Armed with new management and new focus, Thompson has hopped on stages across town and has quickly become a nearly ubiquitous comedic presence. Just recently, he performed in Lindsay Ames' My Diary night and the stand-up showcase Cuck at UCB; he was on Kevin Allison's Risk! podcast and recently recorded a segment for Comedy Central's storytelling show This Is Not Happening. In addition to appearing on the local circuit, he’s toured across the country performing stand-up. Though he retains the surliness of a comedy veteran, Thompson also has the hunger and hustle of a newcomer. His set during the Cuck showcase seethed with manic energy; he'd worked up a sweat by the end. His dedication to the joke is unmistakable.

“The thing about being in a [sketch] group, if you’re off, someone will always carry you,” he says. “In stand-up, you have to unlearn how to work with others. Now that I feel more confident, I’m allowing the sketch comic to come back. I’m trying to let everything into the stand-up act, like acting voices. There’s times when it’s like mini-sketches and now that I’m not as much of a purist as I once was, I find all things that I’ve done in my career can be put into stand-up. It took forever to get to that point, though.”

Thompson knows he’ll always be associated with the Buddy Cole character, so he decided to revive and dust off the Buddy Cole Monologues, which he's performing Wednesday at UCB Franklin. Thompson is aware he needs to tone down his stand-up act if Buddy is going to be the flamboyant character that fans remember.

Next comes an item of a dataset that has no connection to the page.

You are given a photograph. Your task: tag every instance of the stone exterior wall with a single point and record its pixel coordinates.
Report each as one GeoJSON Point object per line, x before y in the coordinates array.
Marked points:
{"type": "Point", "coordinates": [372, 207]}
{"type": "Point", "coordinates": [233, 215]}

He’s incorporating three “fairly new” monologues that will be in his upcoming performance, along with the usual slew of taboo jokes associated with that character.

“I’m not good at multitasking and I’m not really good at doing more than one thing at a time,” he says. “I have to be Buddy and I have to remember that this is more controlled and more graceful than I am. Buddy was my stand-up voice when I couldn’t be myself. He’s still a character, but there are elements of my stand-up that work much better as Buddy Cole.”

With a live album slated for the end of the year, Thompson looks back on that fateful date in 2009 and realizes that without it, he might not have been able to appreciate what’s now a resurgent career.

“I feel like Moondoggy, the old guy that can still surf, and it’s really nice,” he says. “I feel very rejuvenated and reborn. The cancer really threw me, and I went very far down. When you get that close to the edge, you have to think about what you really want to do when you’ve crossed that divide. I hadn’t given up before the cancer, but my subconscious had. I had 30 side effects [from cancer]; 29 were terrible. One was great, which is that I don’t give a fuck, and that’s the greatest gift.”